Getting Started
What is Testcontainers?
Testcontainers is a library that provides easy and lightweight APIs for bootstrapping local development and test dependencies with real services wrapped in Docker containers. Using Testcontainers, you can write tests that depend on the same services you use in production without mocks or in-memory services.
What problems does Testcontainers solve?
Cloud-native infrastructure and microservices have taken control away from developers and made it painful to work locally. Let’s say you’re a developer working on “My Service”, within the following architecture:
While you own only My Service and its datastore (in green), you have several downstream dependencies (in blue) that you need for local development and integration testing. This brings the following challenges:
- Before running tests, you must ensure that the infrastructure is up and running and is pre-configured in a desired state.

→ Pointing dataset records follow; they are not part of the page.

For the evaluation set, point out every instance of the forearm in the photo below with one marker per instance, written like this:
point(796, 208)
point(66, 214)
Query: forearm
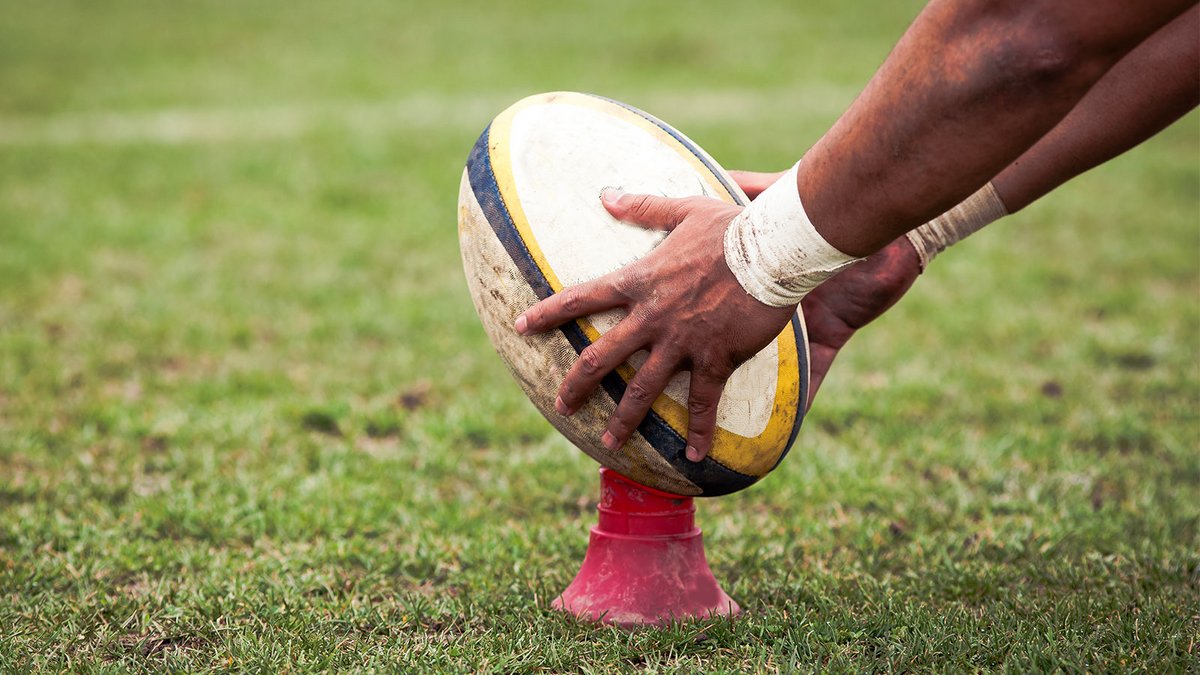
point(1152, 87)
point(964, 94)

- If the resources (database, message broker, etc) are shared across multiple users or CI pipelines, then the test results are non-deterministic because of the possibility of data corruption and configuration drift.

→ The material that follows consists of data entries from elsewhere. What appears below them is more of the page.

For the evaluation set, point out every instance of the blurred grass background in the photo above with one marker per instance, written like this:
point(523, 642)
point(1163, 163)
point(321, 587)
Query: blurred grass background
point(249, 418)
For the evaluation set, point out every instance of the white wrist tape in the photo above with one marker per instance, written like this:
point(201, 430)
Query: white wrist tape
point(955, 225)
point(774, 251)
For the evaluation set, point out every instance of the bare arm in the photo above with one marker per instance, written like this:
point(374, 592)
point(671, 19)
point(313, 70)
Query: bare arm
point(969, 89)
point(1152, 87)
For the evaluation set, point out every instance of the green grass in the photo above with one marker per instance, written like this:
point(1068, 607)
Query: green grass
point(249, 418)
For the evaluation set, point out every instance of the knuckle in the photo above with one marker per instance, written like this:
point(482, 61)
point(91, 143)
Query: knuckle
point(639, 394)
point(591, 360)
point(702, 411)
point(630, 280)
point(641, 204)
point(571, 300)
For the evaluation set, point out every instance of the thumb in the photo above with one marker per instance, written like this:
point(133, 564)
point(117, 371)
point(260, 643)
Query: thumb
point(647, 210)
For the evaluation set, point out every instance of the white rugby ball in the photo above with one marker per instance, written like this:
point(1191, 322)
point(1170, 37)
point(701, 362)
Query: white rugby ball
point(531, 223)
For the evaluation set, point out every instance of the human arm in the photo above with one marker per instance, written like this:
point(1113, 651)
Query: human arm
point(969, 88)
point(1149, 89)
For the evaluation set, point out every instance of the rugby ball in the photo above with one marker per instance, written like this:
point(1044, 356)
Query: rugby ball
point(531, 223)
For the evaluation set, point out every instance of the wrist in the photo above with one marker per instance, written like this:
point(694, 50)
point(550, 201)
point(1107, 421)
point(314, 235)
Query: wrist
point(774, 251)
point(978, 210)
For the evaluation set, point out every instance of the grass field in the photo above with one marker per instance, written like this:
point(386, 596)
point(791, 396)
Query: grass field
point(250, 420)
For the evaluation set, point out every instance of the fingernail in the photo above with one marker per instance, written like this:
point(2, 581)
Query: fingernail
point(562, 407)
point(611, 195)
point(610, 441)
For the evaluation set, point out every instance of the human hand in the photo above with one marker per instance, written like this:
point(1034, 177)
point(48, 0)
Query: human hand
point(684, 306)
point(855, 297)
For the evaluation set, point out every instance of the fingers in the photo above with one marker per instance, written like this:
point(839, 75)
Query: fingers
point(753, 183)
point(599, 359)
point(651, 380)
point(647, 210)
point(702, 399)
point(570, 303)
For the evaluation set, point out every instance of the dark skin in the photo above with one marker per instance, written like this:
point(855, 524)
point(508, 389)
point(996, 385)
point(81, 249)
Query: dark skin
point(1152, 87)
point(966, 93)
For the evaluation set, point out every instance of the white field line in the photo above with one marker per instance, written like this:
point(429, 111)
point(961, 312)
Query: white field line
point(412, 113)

One way to sidestep these challenges is by relying on in-memory databases, embedded services, mocks, and other fake replicas of the production dependencies. However, these approaches bring their own problems (e.g. In-memory services may not have all the features of your production service and behave slightly differently).

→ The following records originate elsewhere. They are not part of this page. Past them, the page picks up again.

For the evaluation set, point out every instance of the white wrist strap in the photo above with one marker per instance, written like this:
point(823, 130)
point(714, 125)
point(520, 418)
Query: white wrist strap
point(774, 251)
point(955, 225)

Testcontainers solves these problems by running your application dependencies such as databases, message brokers, etc. in Docker containers and helps executing reliable and repeatable tests by talking to those real services and providing a programmatic API for your test code.
In the previous example, you could freely develop and test “My Service” against real dependencies by provisioning them with Testcontainers, directly from your code:
Benefits of using Testcontainers:
On-demand isolated infrastructure provisioning: You don’t need to have a pre-provisioned integration testing infrastructure. Testcontainers will provide the required services before running your tests. There will be no test data pollution, even when multiple build pipelines run in parallel because each pipeline runs with an isolated set of services.
Consistent experience on both local and CI environments: You can run your integration tests right from your IDE, just like you run unit tests. No need to push your changes and wait for the CI pipeline to complete.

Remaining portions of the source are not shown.